At Stewart Headlam, we aim for a high quality history curriculum which should inspire in pupils a curiosity and fascination about the Britain’s past and that of the wider world. Our teaching equips pupils with knowledge about the history of Britain and how it has influenced and been influenced by the wider world; know and understand about significant aspects of the history of the wider world like ancient civilisations and empires; changes in living memory and beyond living memory; learn about the lives of significant people of the past; understand the methods of historical enquiry and be able to ask and answer questions. We want children to enjoy and love learning about history by gaining this knowledge and skills, not just through experiences in the classroom, but also with the use of fieldwork and educational visits.
In ensuring high standards of teaching and learning in History, we implement a curriculum that is progressive throughout the whole school.

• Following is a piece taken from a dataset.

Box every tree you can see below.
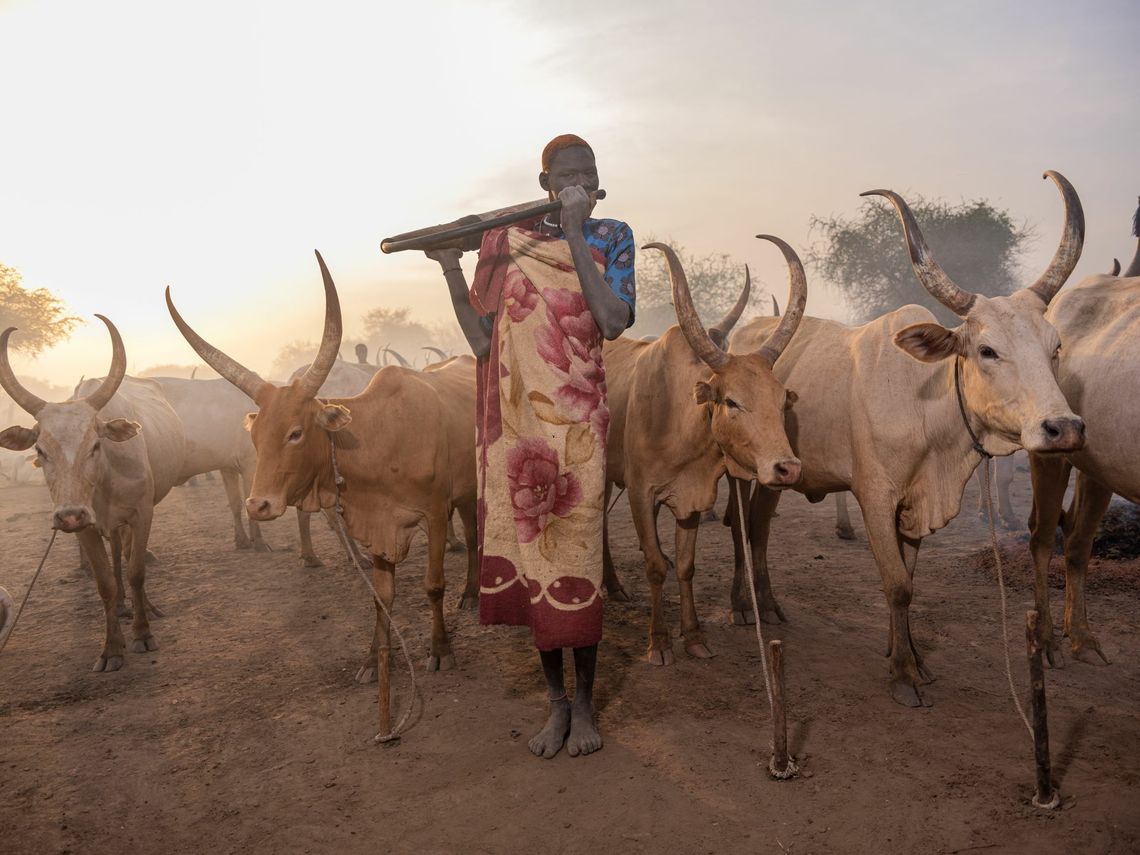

History is taught three times a year 1-6 as a half termly topic, focusing on knowledge and skills stated in the National Curriculum.
At Stewart Headlam, we ensure that history has the same importance given to it as the core subjects, as we feel this is important in enabling all children to gain 'real-life' experiences.
For example, Visiting the Bethnal Green Museum of Childhood and the Tower of London as part of looking at old and new toys and castles in year 1, using artefacts to learn what life was like in Viking times in LKS2 and ok at how buildings have changed in Key Stage 1, to comparing sources to make own interpretations of historical events in UKS2.
The impact and measure of this is to ensure that children at Stewart Headlam are equipped with historical skills and knowledge that will enable them to be ready for the curriculum at Key Stage 3 and for life as an adult in the wider world.
We want the children to have thoroughly enjoyed learning about history, therefore encouraging them to undertake new life experiences now and in the future.